Judge corrects sentencing error for death of 7-year-old

Emily Jones [Image credit: GoFundMe]

Referring to a change in law related to minimum sentences which took effect on April 1, 2020, Justice Wall issued a statement yesterday amending a sentencing error relating to Eltiona Skana, 30, for the killing of 7-year-old Emily Jones on March 22, 2020.


At the direction of Justice Wall, despite having pleaded guilty, Skana was found not guilty of murder December 4 after the prosecution barrister Michael Brady QC indicated that based on evidence provided during the trial by Dr. Saifullah Syed Afghan they would no longer be pursuing the murder charge.

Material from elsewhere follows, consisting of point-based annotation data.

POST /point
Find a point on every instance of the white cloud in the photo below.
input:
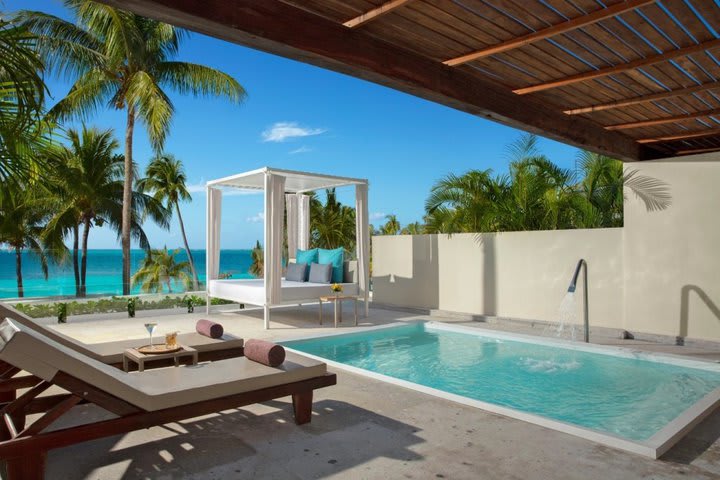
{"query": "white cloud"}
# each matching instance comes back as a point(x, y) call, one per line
point(256, 218)
point(302, 149)
point(282, 131)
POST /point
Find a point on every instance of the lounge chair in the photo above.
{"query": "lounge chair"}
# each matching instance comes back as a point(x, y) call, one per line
point(227, 346)
point(139, 399)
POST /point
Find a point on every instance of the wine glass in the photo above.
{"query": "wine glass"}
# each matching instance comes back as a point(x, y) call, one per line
point(150, 327)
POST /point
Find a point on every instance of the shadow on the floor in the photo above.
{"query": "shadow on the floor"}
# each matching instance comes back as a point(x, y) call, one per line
point(697, 442)
point(240, 444)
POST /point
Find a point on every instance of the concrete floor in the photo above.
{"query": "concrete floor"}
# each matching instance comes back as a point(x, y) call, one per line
point(361, 428)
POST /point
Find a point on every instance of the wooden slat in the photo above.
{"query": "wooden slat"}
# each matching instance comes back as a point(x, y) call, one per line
point(643, 99)
point(697, 150)
point(375, 13)
point(603, 72)
point(683, 136)
point(282, 29)
point(660, 121)
point(563, 27)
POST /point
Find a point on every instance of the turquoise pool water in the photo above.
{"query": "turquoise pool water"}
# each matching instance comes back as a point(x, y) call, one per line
point(629, 397)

As a result of returning the ruling requested by Justice Wall, some of the "people involved with the case" received threats online according to Sky News. Days later her trial on the charge of manslaughter began.

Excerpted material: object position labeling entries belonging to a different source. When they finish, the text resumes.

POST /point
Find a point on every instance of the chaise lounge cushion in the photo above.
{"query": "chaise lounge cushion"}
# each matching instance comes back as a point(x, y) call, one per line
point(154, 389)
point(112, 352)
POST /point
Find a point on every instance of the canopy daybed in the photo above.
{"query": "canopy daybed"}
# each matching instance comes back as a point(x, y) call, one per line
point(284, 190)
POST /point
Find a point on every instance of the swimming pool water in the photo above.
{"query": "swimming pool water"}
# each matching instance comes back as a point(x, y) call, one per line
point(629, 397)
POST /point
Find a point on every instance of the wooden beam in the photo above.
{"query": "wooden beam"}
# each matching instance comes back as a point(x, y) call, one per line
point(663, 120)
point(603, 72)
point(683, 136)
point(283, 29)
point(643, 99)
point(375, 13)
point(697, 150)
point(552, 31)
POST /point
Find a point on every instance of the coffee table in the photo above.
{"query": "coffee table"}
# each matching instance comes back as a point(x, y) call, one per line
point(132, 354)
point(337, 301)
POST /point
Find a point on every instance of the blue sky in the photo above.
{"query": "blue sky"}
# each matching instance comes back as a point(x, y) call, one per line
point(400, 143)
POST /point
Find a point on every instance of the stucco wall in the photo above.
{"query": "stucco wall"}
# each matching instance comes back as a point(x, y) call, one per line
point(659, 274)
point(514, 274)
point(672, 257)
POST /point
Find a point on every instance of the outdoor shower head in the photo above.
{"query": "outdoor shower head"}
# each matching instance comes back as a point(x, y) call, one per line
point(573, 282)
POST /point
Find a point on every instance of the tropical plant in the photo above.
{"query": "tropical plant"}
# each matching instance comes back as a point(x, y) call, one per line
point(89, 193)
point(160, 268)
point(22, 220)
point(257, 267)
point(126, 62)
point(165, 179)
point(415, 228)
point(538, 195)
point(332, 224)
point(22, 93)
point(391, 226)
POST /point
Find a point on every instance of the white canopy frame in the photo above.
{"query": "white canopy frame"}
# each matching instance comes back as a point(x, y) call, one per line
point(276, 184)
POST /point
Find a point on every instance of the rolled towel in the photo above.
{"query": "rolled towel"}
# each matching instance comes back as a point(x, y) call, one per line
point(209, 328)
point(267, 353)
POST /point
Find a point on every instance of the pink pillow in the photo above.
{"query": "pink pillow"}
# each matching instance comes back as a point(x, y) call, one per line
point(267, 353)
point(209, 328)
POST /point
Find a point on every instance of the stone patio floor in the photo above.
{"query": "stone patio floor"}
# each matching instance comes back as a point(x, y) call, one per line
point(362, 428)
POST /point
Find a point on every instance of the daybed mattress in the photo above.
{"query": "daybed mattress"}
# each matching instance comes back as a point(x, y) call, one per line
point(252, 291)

On December 8, 2020, Skana was sentenced to life in prison after pleading guilty to a charge of manslaughter on the grounds of diminished responsibility.


When initially sentencing Skana, Justice Wall noted her minimum term as being eight years, half of the determinate sentence of 16 years.

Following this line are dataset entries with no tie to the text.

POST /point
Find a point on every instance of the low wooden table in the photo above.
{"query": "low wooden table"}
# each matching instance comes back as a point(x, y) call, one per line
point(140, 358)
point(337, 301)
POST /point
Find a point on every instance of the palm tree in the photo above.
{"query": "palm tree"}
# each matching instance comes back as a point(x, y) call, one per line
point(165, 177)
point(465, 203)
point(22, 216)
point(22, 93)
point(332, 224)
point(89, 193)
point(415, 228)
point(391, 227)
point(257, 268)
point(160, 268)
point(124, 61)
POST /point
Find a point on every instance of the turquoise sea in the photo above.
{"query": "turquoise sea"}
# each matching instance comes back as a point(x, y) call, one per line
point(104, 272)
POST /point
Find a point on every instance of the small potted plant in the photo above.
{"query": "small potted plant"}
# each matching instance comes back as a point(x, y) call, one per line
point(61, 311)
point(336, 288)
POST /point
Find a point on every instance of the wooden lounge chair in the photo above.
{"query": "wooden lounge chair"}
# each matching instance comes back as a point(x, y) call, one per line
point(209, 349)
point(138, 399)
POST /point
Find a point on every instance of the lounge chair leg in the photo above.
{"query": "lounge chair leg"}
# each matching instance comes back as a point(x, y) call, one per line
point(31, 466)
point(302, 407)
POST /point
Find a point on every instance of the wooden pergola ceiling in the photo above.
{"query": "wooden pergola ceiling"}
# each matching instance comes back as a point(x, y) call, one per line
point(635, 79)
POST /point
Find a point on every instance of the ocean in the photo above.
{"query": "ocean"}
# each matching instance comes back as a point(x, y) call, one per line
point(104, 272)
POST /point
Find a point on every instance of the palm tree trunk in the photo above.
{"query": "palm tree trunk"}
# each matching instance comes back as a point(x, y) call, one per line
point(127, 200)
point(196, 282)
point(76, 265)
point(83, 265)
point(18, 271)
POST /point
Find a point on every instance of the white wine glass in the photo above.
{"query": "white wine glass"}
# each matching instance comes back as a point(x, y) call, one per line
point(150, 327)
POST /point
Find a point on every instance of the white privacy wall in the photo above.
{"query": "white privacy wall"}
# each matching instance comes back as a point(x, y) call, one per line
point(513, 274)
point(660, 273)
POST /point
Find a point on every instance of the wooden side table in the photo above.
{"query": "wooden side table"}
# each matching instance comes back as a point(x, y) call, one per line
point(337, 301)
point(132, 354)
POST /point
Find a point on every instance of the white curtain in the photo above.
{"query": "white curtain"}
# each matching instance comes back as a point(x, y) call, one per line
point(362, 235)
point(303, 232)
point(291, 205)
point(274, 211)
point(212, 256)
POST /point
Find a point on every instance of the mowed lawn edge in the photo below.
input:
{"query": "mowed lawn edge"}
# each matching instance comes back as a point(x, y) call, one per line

"However, when I passed that sentence I had forgotten from 1 April 2020 the law as to the minimum period to be served by a violent or sexual offender whose sentence was or exceeded seven years was two thirds and not one half of the sentence," Justice Wall stated during a brief hearing at Teesside Crown Court.

"Thus the minimum term which I set, and which was based on the premise that had I passed a determinate sentence the defendant would only have had to serve half her sentence before being eligible for release on parole, was calculated in error. It is an error to which all in court fell, for which I take full responsibility."


Her corrected sentence is 10 years and eight months.


On March 22, Mother's Day, Emily was at Queen's Park in Bolton with her father and mother.  She was riding a scooter while her mother was jogging in the park.


Skana, who arrived in the United Kingdom from Albania in 2014 and immediately sought asylum was seated on a bench in the park armed with a craft knife that she had purchased earlier in the day.


As Emily passed on her scooter at approximately 2:15 pm, Skana is said to have lunged at the girl and slashed her throat in a single movement before shoving her to the ground and attempted to run off screaming that "She tried to kill me."


A witness at the park, Mt. Canty was able to stop Skana and detain her until officers arrived on scene.


Emily was airlifted to Salford Royal Hospital but was pronounced dead shortly before 4 pm.


Skana was found to have been previously diagnosed with "incurable" paranoid schizophrenia and had been sectioned in 2015 and 2017 related to threatening her sister and attacking her mother with an iron.


A search of her residence revealed that she had stopped taking her prescribed medication for what appeared to be a month, and told Dr. Afghan after her arrest that she had been "psychotic, hearing and seeing things."


Shortly after her arrest, Skana told Jonathan Pettet, a psychiatric nurse team leader at Rampton Hospital that, "I killed someone, that's the reason why I'm here."  When he inquired further she was said to have responded saying, "It was premeditated. I waited in the park, I picked my victim and I killed somebody and tried to run away."


In the end, Justice Wall was not entirely convinced that she was not cognizant of what she was doing and stated, "You retained a real understanding of the nature of your actions... which you knew to be wrong."


Skana remains at the high-security Rampton Hospital where she is a patient under section 45A of the Mental Health Act of 2003.  Should she be determined to be recovered enough to be transferred to jail, she will serve our the remainder of her sentence there.  Should she not be deemed fit to be released to jail, she will remain at the hospital indefinitely.